Another large RCT (N = 12,562) found that dual antiplatelet therapy produced similar reductions in the composite outcome of death from cardiovascular causes, nonfatal MI, or stroke compared with aspirin alone at one and 12 months.3 Participants were primarily men in their mid-60s who had unstable angina or non-ST elevation MI. They were randomized to aspirin (81 to 162 mg daily) plus clopidogrel (75 mg daily) or aspirin alone. Both therapies reduced the composite outcome at 30 days (RR = 0.79; 95% CI, 0.67 to 0.92) and 12 months (RR = 0.82; 95% CI, 0.70 to 0.95). Not all patients undergoing percutaneous intervention received dual antiplatelet therapy and the principal investigator changed the selection criteria after the first 3,000 patients were recruited.
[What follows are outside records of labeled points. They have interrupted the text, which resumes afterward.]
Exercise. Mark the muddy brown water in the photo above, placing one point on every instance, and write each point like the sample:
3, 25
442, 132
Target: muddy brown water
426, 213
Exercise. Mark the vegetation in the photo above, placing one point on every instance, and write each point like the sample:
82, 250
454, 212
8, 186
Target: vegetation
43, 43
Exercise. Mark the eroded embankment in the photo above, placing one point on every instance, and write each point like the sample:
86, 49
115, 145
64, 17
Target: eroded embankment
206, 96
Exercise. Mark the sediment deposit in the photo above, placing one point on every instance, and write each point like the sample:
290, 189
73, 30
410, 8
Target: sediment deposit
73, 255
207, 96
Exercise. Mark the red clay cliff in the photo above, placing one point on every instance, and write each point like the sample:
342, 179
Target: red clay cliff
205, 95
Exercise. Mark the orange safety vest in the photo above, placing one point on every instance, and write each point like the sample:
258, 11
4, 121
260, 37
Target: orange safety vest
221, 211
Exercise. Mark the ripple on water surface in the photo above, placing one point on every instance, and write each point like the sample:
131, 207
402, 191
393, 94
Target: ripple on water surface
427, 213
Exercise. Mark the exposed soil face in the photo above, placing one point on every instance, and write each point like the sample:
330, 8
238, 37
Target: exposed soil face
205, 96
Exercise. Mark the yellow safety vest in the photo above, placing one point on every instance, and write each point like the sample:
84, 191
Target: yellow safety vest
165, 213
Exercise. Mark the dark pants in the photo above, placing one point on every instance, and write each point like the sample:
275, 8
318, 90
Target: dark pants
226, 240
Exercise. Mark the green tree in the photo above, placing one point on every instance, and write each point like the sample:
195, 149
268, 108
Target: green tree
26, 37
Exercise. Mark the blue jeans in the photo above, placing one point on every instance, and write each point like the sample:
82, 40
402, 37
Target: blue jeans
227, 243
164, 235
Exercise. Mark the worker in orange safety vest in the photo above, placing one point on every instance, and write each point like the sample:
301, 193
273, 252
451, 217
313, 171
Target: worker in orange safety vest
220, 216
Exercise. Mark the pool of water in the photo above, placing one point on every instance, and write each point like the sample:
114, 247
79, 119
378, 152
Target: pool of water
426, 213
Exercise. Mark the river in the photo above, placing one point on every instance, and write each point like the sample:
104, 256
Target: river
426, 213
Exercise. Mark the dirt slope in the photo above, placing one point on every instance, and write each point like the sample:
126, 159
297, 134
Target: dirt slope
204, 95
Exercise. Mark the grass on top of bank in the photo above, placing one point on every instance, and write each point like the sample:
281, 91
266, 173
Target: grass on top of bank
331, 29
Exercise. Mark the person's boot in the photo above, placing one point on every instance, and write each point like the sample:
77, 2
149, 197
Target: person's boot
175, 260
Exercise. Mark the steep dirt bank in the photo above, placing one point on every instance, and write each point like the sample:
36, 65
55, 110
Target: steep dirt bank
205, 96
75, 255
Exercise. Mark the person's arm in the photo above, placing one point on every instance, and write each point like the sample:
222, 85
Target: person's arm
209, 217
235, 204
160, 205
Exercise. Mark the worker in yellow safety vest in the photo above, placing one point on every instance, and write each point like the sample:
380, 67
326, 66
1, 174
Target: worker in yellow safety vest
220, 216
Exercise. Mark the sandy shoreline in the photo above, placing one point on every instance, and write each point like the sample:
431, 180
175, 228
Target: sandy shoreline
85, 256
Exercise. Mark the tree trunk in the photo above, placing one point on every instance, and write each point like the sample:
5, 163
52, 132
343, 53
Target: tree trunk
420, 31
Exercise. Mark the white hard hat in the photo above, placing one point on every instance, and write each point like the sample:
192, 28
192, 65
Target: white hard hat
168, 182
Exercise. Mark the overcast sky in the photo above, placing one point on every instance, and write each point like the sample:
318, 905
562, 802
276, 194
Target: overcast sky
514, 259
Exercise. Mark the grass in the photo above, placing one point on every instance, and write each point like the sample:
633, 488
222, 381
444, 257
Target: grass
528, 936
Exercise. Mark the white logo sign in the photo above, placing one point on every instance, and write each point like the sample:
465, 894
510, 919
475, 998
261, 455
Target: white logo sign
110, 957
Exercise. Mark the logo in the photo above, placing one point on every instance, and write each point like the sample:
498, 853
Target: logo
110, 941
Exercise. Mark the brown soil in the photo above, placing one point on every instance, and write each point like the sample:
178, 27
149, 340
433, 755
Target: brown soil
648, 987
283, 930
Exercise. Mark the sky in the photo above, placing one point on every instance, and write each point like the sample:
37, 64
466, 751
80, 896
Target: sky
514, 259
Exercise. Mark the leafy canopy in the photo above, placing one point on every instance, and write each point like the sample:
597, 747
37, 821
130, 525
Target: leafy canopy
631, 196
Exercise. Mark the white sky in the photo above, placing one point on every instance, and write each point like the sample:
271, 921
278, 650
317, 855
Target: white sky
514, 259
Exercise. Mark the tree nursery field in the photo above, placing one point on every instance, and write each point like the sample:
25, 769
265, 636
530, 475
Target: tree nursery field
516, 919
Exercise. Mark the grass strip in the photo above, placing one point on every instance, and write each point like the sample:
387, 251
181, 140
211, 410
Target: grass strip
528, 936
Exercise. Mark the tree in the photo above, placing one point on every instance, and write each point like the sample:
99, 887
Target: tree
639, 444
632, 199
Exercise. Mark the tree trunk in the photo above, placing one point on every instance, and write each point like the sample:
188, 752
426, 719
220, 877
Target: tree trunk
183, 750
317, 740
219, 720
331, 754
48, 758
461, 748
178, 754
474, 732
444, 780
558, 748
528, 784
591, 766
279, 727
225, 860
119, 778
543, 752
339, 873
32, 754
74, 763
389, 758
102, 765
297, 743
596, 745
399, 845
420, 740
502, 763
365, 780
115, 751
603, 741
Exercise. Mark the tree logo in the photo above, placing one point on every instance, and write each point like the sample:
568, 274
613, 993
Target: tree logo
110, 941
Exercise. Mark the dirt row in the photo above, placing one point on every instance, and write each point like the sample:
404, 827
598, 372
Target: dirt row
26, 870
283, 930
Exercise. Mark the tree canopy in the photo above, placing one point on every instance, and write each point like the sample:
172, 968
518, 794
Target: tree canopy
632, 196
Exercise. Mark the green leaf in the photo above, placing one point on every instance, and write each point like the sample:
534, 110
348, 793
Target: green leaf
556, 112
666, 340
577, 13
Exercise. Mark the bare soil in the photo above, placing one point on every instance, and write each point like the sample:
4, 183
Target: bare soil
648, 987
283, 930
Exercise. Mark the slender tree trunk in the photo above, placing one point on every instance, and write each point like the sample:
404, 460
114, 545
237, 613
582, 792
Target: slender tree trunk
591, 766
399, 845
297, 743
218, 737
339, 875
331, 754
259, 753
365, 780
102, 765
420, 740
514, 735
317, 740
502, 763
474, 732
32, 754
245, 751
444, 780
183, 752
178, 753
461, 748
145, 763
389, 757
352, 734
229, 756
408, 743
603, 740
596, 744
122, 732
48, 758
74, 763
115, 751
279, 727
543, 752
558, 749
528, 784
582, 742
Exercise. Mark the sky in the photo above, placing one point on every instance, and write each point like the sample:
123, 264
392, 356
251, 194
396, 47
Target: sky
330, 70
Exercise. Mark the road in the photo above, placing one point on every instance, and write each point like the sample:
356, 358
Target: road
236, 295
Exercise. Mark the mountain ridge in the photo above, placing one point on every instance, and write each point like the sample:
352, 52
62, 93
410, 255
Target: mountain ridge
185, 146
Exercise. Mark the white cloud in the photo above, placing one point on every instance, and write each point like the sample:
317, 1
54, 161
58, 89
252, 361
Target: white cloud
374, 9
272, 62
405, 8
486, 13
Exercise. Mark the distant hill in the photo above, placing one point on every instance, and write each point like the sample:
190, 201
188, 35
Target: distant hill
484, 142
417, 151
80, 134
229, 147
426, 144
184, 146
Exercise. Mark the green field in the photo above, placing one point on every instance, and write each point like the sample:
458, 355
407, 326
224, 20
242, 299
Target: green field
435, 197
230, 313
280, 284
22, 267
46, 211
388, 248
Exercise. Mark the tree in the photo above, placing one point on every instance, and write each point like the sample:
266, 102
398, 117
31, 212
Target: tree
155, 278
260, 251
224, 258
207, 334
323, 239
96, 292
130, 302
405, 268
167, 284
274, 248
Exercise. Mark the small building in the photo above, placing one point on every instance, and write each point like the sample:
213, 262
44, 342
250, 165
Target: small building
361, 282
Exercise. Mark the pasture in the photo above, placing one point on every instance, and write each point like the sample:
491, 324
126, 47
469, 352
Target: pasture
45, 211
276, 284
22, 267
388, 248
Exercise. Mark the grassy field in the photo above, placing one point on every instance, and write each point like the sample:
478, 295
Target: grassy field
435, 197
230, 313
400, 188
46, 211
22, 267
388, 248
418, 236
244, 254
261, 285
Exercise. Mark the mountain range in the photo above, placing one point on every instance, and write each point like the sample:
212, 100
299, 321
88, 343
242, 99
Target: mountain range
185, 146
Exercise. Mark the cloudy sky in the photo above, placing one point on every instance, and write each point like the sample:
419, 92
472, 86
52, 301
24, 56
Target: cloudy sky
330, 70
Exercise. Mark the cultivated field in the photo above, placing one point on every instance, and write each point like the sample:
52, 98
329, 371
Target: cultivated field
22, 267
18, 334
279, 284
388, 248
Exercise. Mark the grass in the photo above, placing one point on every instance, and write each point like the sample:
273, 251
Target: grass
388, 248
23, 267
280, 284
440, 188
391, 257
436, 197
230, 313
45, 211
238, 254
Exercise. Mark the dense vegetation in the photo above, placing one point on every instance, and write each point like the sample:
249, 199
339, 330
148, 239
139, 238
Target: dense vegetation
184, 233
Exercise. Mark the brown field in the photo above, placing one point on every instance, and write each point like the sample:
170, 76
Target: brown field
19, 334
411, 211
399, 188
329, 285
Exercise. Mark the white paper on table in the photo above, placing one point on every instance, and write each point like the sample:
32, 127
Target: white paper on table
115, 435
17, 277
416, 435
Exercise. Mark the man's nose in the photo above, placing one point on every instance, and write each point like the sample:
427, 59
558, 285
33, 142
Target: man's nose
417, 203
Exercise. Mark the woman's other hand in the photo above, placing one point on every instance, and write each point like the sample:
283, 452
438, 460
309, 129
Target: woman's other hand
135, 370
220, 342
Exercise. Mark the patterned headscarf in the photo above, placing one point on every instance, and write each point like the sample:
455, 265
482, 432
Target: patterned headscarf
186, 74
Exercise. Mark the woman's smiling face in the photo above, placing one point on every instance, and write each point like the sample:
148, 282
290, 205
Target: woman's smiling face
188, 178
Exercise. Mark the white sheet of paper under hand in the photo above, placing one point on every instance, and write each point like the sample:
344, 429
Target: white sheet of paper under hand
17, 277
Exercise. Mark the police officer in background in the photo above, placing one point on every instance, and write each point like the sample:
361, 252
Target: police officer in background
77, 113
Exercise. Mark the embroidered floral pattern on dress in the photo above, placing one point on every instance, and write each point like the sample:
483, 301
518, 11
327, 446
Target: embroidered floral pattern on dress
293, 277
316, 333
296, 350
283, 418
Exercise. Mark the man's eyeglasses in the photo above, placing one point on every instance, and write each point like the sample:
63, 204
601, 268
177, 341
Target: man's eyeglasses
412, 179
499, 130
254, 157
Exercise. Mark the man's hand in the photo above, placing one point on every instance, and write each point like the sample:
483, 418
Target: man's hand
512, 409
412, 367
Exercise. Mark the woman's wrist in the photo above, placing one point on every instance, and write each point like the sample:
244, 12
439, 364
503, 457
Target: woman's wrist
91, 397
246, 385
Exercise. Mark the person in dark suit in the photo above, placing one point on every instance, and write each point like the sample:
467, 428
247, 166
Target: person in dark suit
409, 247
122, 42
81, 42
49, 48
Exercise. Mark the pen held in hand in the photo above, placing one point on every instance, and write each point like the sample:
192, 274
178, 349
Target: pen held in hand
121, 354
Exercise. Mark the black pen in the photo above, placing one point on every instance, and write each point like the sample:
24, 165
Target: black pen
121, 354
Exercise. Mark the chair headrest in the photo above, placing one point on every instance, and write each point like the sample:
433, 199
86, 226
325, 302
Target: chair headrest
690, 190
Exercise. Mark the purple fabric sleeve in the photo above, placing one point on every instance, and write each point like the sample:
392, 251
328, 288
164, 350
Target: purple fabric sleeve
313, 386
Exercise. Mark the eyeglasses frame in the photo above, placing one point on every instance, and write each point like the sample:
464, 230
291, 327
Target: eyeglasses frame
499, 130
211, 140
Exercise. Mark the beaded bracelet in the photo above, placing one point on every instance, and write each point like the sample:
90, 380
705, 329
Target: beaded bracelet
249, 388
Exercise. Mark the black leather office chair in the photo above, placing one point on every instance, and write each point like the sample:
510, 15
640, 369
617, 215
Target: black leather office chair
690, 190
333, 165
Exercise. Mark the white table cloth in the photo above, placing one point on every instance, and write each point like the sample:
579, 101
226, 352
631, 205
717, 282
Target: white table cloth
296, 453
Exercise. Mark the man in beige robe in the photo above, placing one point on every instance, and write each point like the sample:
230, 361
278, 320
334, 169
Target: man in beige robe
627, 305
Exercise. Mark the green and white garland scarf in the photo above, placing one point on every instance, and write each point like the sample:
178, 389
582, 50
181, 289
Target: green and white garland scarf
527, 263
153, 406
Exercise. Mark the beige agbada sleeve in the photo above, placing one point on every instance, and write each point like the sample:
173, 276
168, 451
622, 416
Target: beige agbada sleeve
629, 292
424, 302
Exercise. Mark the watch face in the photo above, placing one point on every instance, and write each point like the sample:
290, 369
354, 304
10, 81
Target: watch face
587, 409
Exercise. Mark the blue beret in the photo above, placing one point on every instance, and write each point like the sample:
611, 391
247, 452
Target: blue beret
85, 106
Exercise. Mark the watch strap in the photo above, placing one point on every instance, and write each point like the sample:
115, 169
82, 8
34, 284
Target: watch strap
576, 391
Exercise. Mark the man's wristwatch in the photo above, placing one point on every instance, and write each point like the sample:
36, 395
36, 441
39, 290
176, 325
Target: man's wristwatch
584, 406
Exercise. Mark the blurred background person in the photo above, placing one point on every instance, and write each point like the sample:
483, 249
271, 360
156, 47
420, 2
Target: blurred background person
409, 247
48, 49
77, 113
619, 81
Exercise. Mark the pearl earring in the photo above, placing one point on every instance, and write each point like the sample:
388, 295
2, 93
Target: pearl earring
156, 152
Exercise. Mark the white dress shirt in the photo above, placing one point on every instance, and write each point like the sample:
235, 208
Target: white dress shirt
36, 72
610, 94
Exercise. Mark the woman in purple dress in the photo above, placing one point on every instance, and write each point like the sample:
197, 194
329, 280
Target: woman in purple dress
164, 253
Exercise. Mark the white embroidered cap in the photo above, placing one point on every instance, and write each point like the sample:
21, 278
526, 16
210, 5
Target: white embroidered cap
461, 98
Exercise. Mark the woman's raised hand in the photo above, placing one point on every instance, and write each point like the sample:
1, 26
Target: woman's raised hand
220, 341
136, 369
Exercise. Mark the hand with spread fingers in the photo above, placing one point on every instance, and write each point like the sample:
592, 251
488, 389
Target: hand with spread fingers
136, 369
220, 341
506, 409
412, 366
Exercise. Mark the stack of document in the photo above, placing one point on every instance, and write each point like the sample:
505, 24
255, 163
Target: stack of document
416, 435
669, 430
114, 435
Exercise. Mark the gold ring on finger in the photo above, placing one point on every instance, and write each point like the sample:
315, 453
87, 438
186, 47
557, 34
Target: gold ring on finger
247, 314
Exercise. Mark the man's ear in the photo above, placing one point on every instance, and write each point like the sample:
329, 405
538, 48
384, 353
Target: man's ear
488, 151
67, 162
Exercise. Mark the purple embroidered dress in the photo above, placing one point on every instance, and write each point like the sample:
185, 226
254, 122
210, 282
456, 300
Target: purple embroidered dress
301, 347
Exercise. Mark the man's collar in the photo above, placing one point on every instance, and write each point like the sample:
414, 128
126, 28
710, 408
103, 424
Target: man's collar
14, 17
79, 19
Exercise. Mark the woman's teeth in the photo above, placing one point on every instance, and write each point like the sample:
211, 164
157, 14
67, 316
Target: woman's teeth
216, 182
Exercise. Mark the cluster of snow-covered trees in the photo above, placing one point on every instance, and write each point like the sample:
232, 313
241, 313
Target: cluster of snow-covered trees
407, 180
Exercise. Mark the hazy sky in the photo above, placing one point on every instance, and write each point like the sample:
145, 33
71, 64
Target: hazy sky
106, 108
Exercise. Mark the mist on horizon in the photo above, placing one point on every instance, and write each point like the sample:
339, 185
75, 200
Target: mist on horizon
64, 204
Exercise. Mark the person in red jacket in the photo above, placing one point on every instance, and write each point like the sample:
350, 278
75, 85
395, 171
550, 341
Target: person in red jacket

Recommendations from Others
A 2012 clinical practice guideline from the American College of Chest Physicians recommends up to one year of dual antiplatelet therapy for patients with acute coronary syndrome or those undergoing elective percutaneous intervention with stenting.4 It also recommends long-term single antiplatelet therapy for patients with established coronary artery disease.